A team’s confidence in the success of the project is highly predictive of the project’s eventual outcomes. IPA’s Team Functionality Assessment (TFA) quantifies project team members’ perceptions on fundamental project elements, indicating the team’s alignment on project objectives and confidence in the targeted outcomes. The TFA measurement during FEL statistically correlates with cost, schedule, and operational performance.
A sub-committee of the Upstream Industry Benchmarking Consortium (UIBC), the Upstream Cost Engineering Committee (UCEC) focuses on advancing the owner cost engineering and project controls capabilities of its member companies in the exploration & production industry. Companies belonging to the UCEC range from super majors and national owner companies (including those with partial state ownership) to majors and independents.
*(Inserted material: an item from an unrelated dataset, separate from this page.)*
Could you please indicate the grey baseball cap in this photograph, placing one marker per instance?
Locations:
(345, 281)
IPA formed the Upstream Industry Benchmarking Consortium (UIBC) to meet the specific needs of owner firms in the oil & gas exploration & production (E&P) industry. UIBC member companies enjoy all of the same benefits that the IBC provides (exclusive research, performance metrics, knowledge sharing, annual meeting, competency-focused subcommittees, communities of practice, periodic webinars, and more), but with a focus squarely on the E&P industry. Membership consists of super majors and national owner companies (including those with partial state ownership), as well as majors and independents.
Value Improving Practices (VIPs) are tools and techniques identified by companies in the Industry Benchmarking Consortium (IBC) and verified through IPA research as disciplined practices that improve the value of capital projects.